Qashqai was completed on time and to budget – something to be incredibly proud of. “We have a good estimation process for budget setting, which is done early in the project to allocate necessary resources. The biggest issues for vehicle test budgets are external influences,” reveals Taverner. “Developing a car during Brexit and Covid didn’t make things easy, especially when trying to organize pan-European testing and transportation of cars.
“At the end of the day,” he concludes, “a vehicle will not go into production unless it has been completely tested and the team is 100% happy that it meets the requirements of customers.”
Nissan does several tests that may be considered unusual but were necessary to guarantee the durability of the SUV. “Obviously we try to replicate customer usage, such as by putting mud on the seats and carpet to check that it can be easily cleaned off,” comments Nissan Technical Centre Europe’s Russell Taverner.

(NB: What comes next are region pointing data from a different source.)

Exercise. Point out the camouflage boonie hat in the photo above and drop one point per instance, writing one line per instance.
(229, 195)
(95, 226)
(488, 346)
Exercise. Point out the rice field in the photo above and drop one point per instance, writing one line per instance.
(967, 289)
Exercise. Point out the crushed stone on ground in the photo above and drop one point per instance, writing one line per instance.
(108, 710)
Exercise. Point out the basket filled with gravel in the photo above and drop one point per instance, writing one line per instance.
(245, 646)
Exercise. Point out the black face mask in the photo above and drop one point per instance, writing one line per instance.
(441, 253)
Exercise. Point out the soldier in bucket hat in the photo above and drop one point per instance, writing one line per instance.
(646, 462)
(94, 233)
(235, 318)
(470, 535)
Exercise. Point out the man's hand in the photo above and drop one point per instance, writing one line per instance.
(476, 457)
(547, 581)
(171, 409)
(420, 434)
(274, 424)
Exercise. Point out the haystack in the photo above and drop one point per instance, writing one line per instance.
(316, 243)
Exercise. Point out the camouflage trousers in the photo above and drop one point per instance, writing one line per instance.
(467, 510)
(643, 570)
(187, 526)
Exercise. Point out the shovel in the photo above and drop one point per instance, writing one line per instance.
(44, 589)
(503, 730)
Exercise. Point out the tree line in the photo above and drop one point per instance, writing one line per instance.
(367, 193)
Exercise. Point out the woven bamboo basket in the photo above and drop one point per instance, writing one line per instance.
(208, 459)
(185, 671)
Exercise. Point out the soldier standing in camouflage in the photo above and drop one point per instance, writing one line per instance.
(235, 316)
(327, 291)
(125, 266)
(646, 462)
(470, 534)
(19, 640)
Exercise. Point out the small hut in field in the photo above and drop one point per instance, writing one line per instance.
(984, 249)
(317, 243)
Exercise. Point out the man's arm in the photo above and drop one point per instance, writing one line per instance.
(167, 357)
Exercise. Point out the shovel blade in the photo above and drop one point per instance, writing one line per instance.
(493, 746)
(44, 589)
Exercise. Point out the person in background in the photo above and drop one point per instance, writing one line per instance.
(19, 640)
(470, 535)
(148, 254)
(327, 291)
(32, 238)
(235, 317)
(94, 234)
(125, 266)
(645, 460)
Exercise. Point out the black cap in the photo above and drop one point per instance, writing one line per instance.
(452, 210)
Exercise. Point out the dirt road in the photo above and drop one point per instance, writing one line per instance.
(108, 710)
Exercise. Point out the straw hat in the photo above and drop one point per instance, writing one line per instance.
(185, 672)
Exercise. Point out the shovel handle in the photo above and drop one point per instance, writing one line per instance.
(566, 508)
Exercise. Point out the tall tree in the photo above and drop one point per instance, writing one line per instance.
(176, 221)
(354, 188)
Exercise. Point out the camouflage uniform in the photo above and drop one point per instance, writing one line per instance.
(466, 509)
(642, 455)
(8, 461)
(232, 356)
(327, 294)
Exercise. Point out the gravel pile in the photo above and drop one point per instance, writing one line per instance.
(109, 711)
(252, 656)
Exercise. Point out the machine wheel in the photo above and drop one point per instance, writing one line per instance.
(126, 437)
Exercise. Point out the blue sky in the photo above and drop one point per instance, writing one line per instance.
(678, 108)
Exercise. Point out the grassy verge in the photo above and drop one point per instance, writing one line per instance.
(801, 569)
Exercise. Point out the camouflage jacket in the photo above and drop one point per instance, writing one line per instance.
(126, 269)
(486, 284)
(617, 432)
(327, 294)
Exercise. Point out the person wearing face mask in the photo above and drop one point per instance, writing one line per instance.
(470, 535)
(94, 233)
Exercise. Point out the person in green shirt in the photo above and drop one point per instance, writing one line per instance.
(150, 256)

Another example from the Qashqai regime was when deciding the surface texture (grain) of the cup holders. “We know coffee often spills from takeaway cups, so we made up a few samples of materials,” Taverner explains. “We spilled milky coffee on them and checked for the optimum finish to ensure good appearance and friction, but also cleanability that doesn’t rip cloths and tissues. We love nerdy tests like these!”
A few years ago the team heard of an old automated car wash in France, which Taverner says didn’t have very good sensors on it and could potentially damage exterior fittings. “We went and measured the force it exerted on a car. We now use those findings to test that things such as rear spoilers will not be damaged by such a car wash. The force exerted is so much that we have to strap the car to the floor to stop it rolling back and forth.”
At NTCE in Cranfield there is an odor evaluation lead engineer, Peter Karl Eastland (below), who has a master’s degree in chemistry – and an extremely acute sense of smell. “It is part of our job
to make sure that any material we use remains perfect in terms of scent, and that all the senses are harmonized,” Eastland says.
Nissan has its own global standard for scent evaluation. The evaluation process for odors includes objective and subjective analyses, with the engineering and manufacturing teams sharing opinions with one another. The NTCE also frequently liaises with the OEM’s other tech centers in Atsugi in Japan and Farmington Hills in Michigan.
Eastland adds, “With any change or new design, potential odors will need to be part of the wider evaluation of the effectiveness of that change.”